Will TikTok’s GoTo gambit save its Indonesian business?
The more the world’s youngsters love TikTok’s viral videos, the more their elected elders hate the app. They decry it for supposedly corroding young minds and, worse, for its links to China, home to its parent company, ByteDance. Many in America want to ban it. India already has. In October Indonesia, another big and promising market, shut down TikTok’s fledgling but lucrative sideline of selling goods via its videos, by requiring social-media firms to obtain an e-commerce licence—with no guarantee of success.
Such obstacles have forced TikTok to act strategically, for instance by moving its global headquarters to Singapore and hiring a Singaporean chief executive, which has put distance between it and its Chinese parent. In another canny move, on December 11th it announced that it was paying $840m for a 75% stake in Tokopedia, the e-commerce arm of GoTo, an Indonesian tech conglomerate.
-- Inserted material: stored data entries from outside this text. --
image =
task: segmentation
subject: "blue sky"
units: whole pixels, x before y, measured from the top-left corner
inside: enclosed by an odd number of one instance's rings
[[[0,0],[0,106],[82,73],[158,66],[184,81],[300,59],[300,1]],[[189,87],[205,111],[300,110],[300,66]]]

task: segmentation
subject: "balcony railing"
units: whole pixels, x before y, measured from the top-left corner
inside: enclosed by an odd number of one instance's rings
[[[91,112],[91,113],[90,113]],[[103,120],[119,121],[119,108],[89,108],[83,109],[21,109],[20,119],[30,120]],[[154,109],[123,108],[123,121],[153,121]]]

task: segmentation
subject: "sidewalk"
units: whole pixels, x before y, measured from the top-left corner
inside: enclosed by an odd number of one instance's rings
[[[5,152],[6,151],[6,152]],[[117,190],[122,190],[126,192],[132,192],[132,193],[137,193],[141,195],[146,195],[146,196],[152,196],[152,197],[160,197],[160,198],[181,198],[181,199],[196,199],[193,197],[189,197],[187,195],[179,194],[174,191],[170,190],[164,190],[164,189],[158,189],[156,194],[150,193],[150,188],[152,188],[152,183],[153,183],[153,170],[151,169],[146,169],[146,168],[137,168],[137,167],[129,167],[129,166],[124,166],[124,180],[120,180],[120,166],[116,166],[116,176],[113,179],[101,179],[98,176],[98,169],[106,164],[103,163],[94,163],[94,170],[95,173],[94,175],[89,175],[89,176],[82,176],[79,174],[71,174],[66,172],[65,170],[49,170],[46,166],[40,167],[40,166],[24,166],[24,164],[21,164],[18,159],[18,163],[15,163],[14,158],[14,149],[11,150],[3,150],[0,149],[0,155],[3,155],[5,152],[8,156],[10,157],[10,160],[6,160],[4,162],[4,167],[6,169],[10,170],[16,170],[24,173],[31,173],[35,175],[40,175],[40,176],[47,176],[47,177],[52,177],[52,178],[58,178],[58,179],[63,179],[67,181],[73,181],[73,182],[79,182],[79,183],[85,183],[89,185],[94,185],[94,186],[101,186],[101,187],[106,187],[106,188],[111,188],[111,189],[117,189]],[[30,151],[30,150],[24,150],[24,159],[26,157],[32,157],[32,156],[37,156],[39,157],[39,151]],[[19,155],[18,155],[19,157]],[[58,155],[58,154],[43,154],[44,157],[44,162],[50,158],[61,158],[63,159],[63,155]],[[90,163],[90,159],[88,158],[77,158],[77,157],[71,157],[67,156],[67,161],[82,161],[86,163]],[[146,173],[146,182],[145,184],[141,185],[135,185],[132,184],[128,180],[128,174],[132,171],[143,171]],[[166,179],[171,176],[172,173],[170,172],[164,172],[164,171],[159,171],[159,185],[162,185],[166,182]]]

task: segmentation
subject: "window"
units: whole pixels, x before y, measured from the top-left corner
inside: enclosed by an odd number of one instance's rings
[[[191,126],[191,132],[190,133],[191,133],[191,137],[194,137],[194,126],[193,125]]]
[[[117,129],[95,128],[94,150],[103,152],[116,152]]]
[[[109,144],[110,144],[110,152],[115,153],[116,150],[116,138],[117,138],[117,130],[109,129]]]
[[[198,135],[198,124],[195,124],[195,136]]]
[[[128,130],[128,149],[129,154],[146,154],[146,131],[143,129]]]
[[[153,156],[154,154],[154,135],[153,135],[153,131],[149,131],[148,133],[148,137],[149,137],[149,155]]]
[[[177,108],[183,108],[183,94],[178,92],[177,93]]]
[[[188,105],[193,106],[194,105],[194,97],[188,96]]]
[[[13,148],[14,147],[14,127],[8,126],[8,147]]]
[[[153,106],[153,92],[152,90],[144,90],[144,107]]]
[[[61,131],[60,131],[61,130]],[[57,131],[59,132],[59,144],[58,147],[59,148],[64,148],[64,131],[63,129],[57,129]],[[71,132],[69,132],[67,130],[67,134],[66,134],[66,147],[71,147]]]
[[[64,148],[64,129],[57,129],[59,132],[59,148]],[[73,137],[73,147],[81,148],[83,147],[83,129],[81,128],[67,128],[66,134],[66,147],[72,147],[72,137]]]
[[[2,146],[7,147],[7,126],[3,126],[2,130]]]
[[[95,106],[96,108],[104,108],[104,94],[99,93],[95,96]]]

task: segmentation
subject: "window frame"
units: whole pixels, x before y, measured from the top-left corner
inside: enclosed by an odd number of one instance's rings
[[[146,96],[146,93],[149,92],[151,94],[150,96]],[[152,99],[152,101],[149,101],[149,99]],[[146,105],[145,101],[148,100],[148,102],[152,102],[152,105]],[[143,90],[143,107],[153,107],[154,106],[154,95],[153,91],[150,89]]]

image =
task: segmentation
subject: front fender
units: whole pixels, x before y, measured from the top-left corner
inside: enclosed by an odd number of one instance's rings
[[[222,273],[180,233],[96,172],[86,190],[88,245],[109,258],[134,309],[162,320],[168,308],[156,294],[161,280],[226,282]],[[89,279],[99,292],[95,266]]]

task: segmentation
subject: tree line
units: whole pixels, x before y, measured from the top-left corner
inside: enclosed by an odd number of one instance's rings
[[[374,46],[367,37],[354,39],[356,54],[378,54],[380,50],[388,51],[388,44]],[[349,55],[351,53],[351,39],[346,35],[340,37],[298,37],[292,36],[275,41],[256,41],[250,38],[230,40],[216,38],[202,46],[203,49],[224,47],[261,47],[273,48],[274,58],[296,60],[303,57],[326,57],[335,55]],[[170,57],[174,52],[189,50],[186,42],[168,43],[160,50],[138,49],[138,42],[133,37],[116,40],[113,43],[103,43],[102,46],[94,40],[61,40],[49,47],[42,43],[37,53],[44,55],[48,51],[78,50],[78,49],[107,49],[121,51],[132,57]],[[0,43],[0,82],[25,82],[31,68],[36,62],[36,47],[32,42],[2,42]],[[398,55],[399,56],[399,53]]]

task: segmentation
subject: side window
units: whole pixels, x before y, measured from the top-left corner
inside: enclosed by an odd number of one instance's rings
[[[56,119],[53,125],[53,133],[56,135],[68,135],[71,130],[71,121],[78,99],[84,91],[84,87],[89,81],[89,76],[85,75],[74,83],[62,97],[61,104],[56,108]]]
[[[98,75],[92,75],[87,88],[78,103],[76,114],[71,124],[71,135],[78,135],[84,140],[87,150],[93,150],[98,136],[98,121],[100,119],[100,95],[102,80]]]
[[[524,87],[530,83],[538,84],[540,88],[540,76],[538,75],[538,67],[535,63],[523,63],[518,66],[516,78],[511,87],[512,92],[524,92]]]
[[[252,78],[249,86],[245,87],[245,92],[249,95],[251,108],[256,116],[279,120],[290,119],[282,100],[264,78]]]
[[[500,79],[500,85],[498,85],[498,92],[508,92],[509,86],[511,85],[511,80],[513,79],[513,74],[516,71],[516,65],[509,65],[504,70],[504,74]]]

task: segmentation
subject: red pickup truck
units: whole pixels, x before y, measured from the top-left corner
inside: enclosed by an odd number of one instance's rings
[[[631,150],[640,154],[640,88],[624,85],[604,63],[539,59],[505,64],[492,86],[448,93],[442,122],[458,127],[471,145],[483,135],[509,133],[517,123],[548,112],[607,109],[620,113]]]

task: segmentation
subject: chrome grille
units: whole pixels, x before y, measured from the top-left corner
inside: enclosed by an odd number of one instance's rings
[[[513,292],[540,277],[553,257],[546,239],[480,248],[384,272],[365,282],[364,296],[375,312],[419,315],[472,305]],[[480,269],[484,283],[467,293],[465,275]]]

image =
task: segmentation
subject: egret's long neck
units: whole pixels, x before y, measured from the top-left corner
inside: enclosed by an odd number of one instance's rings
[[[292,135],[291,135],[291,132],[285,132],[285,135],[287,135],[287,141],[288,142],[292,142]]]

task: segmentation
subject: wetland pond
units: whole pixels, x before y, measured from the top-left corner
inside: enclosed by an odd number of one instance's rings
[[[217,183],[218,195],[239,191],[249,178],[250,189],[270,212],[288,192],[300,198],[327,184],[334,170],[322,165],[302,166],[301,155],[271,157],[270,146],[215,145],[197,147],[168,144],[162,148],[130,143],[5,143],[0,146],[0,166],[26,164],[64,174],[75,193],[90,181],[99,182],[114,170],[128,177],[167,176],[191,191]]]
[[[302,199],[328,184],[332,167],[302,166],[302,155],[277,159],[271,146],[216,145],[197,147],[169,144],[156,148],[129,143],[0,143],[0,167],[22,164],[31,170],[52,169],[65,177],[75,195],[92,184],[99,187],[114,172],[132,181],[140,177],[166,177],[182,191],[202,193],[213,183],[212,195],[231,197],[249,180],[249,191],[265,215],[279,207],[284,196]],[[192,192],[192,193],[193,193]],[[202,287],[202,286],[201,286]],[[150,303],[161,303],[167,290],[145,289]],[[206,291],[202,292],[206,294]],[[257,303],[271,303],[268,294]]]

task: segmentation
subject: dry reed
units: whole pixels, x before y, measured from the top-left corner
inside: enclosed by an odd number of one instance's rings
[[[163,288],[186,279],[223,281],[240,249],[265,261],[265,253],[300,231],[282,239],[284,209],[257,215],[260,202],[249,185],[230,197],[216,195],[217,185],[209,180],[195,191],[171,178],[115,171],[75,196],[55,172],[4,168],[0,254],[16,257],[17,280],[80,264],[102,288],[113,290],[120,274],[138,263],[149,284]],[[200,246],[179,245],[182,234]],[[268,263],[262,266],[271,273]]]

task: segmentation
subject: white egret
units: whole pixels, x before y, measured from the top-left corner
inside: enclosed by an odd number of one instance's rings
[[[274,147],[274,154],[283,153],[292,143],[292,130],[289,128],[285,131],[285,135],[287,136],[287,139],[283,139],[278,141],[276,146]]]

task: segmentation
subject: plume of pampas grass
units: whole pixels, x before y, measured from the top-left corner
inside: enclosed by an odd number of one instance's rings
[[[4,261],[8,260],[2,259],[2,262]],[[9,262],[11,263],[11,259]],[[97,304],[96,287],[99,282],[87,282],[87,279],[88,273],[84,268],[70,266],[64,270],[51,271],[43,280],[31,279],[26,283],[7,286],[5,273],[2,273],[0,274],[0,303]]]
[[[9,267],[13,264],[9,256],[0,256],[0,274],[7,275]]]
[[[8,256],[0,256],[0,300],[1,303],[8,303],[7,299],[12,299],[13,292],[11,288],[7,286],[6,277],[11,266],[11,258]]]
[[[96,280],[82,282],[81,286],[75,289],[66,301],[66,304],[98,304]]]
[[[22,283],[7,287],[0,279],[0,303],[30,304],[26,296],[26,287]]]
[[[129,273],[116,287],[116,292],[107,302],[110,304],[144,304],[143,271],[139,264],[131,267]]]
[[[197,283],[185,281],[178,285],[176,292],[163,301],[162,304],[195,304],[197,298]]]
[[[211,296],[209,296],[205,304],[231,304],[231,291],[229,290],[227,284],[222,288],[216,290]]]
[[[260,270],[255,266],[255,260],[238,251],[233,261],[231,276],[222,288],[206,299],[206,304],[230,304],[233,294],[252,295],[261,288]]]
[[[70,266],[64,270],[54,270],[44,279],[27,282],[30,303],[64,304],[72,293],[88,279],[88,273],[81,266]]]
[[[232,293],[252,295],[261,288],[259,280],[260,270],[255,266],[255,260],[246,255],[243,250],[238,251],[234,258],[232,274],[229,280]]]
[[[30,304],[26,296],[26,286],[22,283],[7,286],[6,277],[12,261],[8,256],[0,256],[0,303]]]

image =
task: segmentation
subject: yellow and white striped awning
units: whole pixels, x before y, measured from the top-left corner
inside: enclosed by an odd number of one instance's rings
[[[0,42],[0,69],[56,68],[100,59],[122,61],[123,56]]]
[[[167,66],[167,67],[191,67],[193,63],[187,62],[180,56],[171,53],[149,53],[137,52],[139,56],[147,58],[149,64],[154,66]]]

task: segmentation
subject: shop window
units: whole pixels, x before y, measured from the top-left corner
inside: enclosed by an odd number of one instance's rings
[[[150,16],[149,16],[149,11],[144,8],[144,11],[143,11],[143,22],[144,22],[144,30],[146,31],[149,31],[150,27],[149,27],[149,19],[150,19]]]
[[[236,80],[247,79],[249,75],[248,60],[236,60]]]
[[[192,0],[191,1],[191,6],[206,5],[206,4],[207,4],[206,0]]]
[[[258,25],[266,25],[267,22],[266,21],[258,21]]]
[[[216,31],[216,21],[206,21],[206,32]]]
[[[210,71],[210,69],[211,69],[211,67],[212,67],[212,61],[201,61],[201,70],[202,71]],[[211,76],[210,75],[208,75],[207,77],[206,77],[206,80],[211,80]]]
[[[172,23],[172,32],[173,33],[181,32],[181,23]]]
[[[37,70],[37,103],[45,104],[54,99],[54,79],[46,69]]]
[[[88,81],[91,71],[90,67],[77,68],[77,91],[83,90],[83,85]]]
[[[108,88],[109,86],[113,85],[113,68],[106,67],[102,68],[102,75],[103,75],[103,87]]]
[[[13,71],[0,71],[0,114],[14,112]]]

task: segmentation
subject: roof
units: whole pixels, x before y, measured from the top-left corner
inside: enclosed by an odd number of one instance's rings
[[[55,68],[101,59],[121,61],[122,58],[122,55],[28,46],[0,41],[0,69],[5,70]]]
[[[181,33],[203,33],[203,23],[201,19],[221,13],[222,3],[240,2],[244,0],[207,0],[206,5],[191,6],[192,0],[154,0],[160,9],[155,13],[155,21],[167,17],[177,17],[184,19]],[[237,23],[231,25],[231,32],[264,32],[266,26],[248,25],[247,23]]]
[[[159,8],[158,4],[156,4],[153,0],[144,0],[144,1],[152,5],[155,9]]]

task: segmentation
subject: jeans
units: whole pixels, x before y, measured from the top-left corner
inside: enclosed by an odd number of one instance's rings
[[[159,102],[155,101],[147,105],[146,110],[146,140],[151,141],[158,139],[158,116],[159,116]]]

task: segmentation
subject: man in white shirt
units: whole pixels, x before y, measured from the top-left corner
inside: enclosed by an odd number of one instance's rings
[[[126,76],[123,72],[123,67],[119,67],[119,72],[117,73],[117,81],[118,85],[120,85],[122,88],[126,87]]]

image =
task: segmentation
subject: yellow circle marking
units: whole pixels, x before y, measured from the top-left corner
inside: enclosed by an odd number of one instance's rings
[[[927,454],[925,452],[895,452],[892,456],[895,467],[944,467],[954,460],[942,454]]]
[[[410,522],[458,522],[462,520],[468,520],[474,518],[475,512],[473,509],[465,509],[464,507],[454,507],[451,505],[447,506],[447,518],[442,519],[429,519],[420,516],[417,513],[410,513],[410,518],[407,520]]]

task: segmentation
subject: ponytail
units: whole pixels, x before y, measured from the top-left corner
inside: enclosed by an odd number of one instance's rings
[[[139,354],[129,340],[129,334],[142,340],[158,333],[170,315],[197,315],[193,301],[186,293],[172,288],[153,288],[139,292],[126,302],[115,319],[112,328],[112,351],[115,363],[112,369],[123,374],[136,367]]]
It has also pledged to invest $1.5bn in the tie-up.
The deal is something of a shotgun marriage, but it benefits both sides. GoTo, which has struggled to turn a profit in recent years, will no longer need to subsidise its loss-making retail arm. TikTok, for its part, will be allowed to restart its e-commerce operations. Sales on TikTok’s app will be fulfilled by Tokopedia’s logistics network (though, like all e-merchants in Indonesia, it must now charge minimum prices for products made abroad).